Assim como não temos o poder de mudar a história e controlar se haverá sol ou chuva, igualmente somos impotentes diante de um quadro médico irreversível, da morte de um ente querido, da ocorrência de um acidente e de tantas outras coisas. Quando essas condições atravessam a vida do cliente, dificilmente não atingirão o psicólogo que o acompanha e a condução da psicoterapia. Tal contexto de incontrolabilidade e sentimento de fragilidade diante do que está acontecendo com o cliente não são fáceis de lidar.
É exatamente nesse ponto que se retoma a ponte com os superpoderes, não porque os psicoterapeutas o tenham, mas porque certamente gostariam de ter em determinadas ocasiões. Ver o mundo da pessoa que está a sua frente desabar por uma condição que ele próprio nada pode fazer é angustiante. Se fosse possível eliminar a dor, prever o que virá, modificar o que já passou, nós faríamos. Como não podemos, precisamos usufruir dos recursos que dispomos, não consistem em fórmulas ou instrumentos mágicos, mas na capacidade de estar presente inteiramente frente àquele que sofre.
É verdade que não podemos ler mentes e adivinhar o que o cliente está pensando ou sentindo, mas se ele contar ao psicoterapeuta o que pensa e sente, certamente irá colaborar bastante com o processo terapêutico. Processo porque não será de uma hora para outra que tudo será mudado, inclusive, boa parcela simplesmente não poderá ser modificada. Caberá a ambos aprenderem a identificar o que é passível de controle e o que não é. Para aquilo que não é, tais como os eventos privados, faz-se preciso exercer a aceitação. Não uma aceitação passiva, mas uma aceitação que se volte para a transformação do ambiente através de sua relação com o indivíduo que se comporta no aqui e agora (Hayes, Strosahl & Wilson, 1999).

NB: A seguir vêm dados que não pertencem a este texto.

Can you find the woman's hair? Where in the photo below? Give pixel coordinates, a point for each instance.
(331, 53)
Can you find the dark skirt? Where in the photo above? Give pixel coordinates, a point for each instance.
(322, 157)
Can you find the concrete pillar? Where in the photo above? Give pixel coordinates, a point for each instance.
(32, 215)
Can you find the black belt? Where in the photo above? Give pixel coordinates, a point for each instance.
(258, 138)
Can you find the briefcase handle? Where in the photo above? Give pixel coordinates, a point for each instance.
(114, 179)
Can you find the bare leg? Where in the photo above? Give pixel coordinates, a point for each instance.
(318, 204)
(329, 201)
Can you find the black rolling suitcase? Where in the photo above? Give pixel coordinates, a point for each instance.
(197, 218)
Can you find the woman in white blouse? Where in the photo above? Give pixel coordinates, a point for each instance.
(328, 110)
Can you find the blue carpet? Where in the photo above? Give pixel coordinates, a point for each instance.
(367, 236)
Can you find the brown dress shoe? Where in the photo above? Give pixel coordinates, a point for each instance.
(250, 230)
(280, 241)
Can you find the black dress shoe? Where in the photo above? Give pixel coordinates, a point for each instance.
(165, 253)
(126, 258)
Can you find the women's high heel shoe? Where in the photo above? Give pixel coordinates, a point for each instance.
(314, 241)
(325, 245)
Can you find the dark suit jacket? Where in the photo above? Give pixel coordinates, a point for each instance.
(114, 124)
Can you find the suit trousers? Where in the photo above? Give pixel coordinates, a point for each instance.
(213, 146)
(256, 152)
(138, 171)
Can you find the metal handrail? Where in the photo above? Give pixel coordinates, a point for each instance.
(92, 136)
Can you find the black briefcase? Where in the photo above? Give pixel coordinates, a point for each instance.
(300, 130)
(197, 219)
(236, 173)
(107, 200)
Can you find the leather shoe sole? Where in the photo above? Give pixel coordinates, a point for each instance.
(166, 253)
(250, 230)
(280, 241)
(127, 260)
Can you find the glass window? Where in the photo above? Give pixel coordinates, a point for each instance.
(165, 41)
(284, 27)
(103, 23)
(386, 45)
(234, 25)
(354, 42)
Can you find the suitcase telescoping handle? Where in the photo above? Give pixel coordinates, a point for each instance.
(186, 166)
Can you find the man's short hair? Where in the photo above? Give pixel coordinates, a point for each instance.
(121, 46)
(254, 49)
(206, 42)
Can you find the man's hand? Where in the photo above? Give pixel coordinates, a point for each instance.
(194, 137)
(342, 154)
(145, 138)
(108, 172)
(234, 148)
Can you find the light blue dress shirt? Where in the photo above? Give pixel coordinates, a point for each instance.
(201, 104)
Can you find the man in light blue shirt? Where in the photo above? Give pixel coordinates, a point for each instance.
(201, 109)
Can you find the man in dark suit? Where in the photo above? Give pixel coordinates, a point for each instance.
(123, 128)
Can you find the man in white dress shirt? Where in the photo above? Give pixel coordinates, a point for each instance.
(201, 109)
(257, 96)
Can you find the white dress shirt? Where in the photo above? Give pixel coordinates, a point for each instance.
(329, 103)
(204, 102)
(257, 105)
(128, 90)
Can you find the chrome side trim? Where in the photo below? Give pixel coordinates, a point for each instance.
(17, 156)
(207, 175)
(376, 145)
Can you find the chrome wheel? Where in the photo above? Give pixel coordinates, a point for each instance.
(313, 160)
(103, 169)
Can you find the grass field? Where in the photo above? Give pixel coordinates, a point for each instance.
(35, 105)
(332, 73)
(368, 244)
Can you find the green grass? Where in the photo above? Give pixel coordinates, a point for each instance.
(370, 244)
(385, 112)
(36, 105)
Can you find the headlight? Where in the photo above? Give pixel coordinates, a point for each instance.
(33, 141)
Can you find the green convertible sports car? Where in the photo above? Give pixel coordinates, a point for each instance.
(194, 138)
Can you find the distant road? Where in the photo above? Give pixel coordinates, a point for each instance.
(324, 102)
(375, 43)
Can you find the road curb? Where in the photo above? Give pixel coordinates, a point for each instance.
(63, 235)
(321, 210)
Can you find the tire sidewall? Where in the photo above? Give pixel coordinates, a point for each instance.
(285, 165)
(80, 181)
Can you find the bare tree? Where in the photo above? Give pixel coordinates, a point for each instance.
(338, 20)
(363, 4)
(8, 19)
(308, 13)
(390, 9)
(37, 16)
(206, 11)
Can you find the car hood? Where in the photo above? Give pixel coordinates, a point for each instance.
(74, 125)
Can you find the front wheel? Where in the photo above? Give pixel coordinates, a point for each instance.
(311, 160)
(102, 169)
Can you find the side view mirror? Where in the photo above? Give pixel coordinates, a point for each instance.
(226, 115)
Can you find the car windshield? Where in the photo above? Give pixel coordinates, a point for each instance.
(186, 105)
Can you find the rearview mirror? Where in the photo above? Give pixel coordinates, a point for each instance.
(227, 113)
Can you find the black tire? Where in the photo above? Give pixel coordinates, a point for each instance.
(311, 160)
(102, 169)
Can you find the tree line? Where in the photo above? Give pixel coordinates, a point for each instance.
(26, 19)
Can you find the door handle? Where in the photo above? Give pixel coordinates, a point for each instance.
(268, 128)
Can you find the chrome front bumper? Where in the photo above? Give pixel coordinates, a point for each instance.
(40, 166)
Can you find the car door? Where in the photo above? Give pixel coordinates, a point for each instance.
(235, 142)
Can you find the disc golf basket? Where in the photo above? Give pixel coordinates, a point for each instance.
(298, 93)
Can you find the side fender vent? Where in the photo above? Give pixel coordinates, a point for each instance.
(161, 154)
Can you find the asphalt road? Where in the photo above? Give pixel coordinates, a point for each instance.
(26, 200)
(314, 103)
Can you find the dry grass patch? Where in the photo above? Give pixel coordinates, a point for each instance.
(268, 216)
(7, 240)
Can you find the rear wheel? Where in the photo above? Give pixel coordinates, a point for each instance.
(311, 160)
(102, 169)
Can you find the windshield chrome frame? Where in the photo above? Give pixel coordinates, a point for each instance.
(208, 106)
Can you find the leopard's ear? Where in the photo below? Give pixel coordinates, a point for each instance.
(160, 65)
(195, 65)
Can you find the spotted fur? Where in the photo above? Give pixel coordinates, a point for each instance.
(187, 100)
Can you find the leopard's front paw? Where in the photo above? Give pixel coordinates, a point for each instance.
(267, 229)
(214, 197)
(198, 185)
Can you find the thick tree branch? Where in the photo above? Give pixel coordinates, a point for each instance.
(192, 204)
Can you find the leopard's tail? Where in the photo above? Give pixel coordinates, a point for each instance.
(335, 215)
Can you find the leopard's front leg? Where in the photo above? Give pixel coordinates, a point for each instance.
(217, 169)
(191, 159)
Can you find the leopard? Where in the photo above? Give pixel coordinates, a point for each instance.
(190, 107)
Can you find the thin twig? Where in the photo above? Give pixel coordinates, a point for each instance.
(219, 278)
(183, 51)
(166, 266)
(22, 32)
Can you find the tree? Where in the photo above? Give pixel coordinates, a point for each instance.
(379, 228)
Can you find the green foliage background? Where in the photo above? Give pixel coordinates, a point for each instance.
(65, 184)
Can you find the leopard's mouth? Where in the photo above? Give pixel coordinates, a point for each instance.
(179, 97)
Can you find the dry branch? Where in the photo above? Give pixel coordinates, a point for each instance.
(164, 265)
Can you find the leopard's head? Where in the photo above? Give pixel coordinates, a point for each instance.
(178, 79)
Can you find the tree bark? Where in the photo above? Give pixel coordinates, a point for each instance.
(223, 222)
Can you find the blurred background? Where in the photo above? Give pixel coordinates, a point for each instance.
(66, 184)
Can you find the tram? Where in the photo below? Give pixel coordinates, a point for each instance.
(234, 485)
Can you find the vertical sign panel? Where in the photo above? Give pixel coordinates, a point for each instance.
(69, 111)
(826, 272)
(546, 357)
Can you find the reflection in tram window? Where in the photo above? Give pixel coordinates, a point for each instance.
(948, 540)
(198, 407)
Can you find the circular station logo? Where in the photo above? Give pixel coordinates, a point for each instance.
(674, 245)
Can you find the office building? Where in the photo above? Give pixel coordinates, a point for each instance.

Não existem superpoderes, mas existem super pessoas e enquanto psicólogos clínicos, a nossa missão é mostrar isso a elas. Não podemos salvar o mundo, mas podemos participar da mudança no mundo de alguém. Pode parecer um clichê, mas não o é. Não podemos mudar o imutável, mas podemos colaborar para que o cliente aprenda tanto a lidar com aquilo que não está sob seu controle, quanto a mudar aquilo que está, enquanto agente ativo em sua história. É nessa singularidade, de uma relação que se cerca de limites e possibilidades que está a magia e o brilho de nossa atuação e isso é tudo. Para ser psicólogo clínico o maior superpoder é ser humano.
Referências bibliográficas
Kohlenberg, R. J. & Tsai, M. (2001). Psicoterapia Analítica Funcional: Criando relações terapêuticas e curativas. Santo André: ESETec
Hayes, S. C., Strosahl, K. D. y Wilson, K. G. (1999). Acceptance and Commitment Therapy. An Experiential Approach to Behavior Change. New York: Guilford Press.